Altogether, the United States conducted 1,032 atmospheric, underground and undersea nuclear tests between 1945 and 1992 at a number of mainland and
Pacific locations, according to the test-ban organization. The last U.S. nuclear weapons test was underground in Nevada in 1992.
The historic anti-nuke sailboat — which may have been named after the Golden Rule of “Do unto others as you would have them do unto you” — was rescued and restored after it had been neglected and sank twice in Humboldt Bay in California.
The Golden Rule is a small boat — making its
latest sailing plan seem
that much more outsized
in comparison.
The bathroom is minuscule. There is no shower “and we don’t have refrigeration, either. But that’s fine,” said Victoria Southwell, who is helping take care of the boat. The vessel has a tiller rather than a steering wheel.
Retired Navy submarine captain Tom Rogers, who eventually became a nuclear weapons abolitionist, was one of four crew members on the July 11-31 voyage from California to Hilo.
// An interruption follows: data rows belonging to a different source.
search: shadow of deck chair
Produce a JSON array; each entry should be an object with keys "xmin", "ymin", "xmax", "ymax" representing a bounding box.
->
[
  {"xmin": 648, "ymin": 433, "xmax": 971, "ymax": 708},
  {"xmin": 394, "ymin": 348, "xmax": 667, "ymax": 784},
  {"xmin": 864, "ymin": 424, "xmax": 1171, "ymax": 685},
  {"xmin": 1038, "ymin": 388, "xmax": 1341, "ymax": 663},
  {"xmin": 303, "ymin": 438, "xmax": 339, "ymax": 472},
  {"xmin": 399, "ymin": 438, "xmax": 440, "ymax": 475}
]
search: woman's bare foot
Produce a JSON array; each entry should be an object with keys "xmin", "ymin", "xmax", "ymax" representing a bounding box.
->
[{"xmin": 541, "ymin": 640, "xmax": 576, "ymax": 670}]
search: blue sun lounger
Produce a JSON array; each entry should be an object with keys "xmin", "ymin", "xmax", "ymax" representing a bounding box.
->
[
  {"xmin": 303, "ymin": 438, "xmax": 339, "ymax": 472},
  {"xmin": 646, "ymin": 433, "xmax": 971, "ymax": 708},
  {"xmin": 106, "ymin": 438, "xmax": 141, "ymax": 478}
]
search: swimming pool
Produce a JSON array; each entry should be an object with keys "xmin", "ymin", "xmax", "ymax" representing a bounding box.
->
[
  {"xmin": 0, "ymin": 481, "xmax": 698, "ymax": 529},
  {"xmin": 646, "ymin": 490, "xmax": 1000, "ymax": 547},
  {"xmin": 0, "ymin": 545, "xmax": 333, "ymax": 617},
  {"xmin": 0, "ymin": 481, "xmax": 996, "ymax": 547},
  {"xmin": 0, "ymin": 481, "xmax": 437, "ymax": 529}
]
The boat initially sailed in May, but came back with an engine full of seawater. More repairs were made and the Golden Rule sailed again with a professional sailor from Poland at the helm.
On day three at sea, a large wave launched Rogers, 73, against a life raft container, causing a rib injury.
“The motion of the boat was constant,” Rogers, who lives in Washington state, said in a phone interview. “It was pitching and rolling and corkscrewing 24/7. There was always movement and it was always a lot more than what you wanted.” The trip was an unrelenting core workout with all the constant balancing, he said.
The Golden Rule arrived at Oahu Sept. 28 and will head out Monday to circumnavigate the island, with educational stops along the way.
Plans are for the sailboat to leave toward the end of December for the Marshall Islands to interact with people there, and then head on to Guam and Japan.
Jaccard said the little wooden boat with the peace sign on its sail draws a lot of curiosity seekers. It’s been in four wooden boat shows.
It all adds up to thousands of people getting introduced to the Golden Rule “and then they hear the story and hear about the nuclear issues that are still alive today,” she said.
“This is an icon for peace,” she added. “And there aren’t that many of them, and that’s part of why this boat just needs to be preserved — so it can continue to sail and physically bring a message of peace.”